Am I going to get comments from horrified parents saying
that it only takes one accident so why risk it? Probably. Go ahead, if it makes
you feel good. People love to raise the alarm when it comes to other people’s
parenting choices. It makes them feel more secure in their own ability to keep
their children safe. But this is just another method of self delusion. Is your child buckled in his Bumbo actually
any safer after you order that other mother to buckle her kid's Bumbo? No.

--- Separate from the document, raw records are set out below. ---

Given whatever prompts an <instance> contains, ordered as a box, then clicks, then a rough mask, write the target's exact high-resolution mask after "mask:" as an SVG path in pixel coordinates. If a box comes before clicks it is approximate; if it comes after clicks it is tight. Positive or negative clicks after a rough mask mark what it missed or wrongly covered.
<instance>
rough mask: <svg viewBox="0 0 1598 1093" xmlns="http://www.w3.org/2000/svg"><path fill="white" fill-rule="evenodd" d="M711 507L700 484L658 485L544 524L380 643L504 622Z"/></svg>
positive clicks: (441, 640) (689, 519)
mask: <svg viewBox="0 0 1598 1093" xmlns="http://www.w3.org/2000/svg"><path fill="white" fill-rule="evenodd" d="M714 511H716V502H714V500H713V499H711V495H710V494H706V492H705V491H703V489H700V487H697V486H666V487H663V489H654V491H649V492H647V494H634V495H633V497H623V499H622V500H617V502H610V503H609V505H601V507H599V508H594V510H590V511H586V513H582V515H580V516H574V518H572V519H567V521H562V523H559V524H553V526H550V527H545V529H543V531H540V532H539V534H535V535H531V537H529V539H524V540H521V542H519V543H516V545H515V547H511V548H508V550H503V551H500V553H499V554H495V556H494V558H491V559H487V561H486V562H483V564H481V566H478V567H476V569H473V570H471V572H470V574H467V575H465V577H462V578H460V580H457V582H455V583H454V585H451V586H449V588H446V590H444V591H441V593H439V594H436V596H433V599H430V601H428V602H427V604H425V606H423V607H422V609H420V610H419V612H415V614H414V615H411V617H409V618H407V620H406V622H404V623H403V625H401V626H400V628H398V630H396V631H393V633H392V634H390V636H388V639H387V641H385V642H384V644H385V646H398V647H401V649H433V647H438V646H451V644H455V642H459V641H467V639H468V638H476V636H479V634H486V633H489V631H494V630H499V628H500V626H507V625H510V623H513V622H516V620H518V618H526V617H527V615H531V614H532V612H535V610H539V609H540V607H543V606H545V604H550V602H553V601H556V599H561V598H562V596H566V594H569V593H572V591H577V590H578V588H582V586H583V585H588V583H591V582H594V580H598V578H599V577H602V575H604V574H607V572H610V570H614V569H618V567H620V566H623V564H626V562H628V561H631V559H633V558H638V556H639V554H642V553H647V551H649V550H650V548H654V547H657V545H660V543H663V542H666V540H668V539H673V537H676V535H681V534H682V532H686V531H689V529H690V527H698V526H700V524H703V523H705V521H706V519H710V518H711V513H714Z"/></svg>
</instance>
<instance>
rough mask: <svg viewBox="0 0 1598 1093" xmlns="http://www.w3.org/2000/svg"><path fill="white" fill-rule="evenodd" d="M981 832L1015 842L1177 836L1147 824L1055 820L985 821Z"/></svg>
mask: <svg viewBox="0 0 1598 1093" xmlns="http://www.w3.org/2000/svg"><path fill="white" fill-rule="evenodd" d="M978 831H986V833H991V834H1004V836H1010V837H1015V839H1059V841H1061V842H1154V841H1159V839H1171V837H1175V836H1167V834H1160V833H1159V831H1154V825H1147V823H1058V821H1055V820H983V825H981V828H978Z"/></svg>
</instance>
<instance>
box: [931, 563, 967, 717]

But it sure makes you feel like protective parent, doesn’t it? Labels are useful for alerting us to possible
dangers, but their unfortunate side effect is that they entice us to toward
judgment. A mother playing with Polly Pocket with a toddler is going to face
more criticism than if she were just sitting outside playing with rocks the
same size. Luckily nature doesn't come with a sticker, so for now, we can all enjoy it without fear of rebuke.
Playing with matches |
So let’s do this: know that labels and manuals serve the
purpose of the companies that produce them. But when it comes down grey areas
in which parents can sometimes get a little lax on the rules, show some grace
instead of judgment. Instead of pulling someone's kid off a jungle gym you
think is too big for him, have a little faith that the other parents know their
own child’s limitations. And if you are
genuinely concerned that perhaps the other parent doesn’t have all the
information to assess a risk, go ahead and tell them. But there's an art to admonition. Do it gently. Blame an outward source. I like to say “Can you believe that article in the news about that?” Or even
better, “I did that same thing that you’re doing, but someone judged me because
they heard it’s dangerous.”
And if you’re the one being scorned, remember that other
parents are in the same situation as the manufacturers who make warning labels. They can’t control the safety of all the millions of children in the
world, but they feel like they should try in case something bad happens. They
are motivated by potential guilt just as corporations are motivated by potential
litigation.
And oh, what a guilty and litigious nation we live in these
days.
Am I the only one who longs for the days when you could park
your sleeping baby outside the grocery store and feel confident that the world was
on your side?
You said alot of things here that I have thought to myself many times haha great work!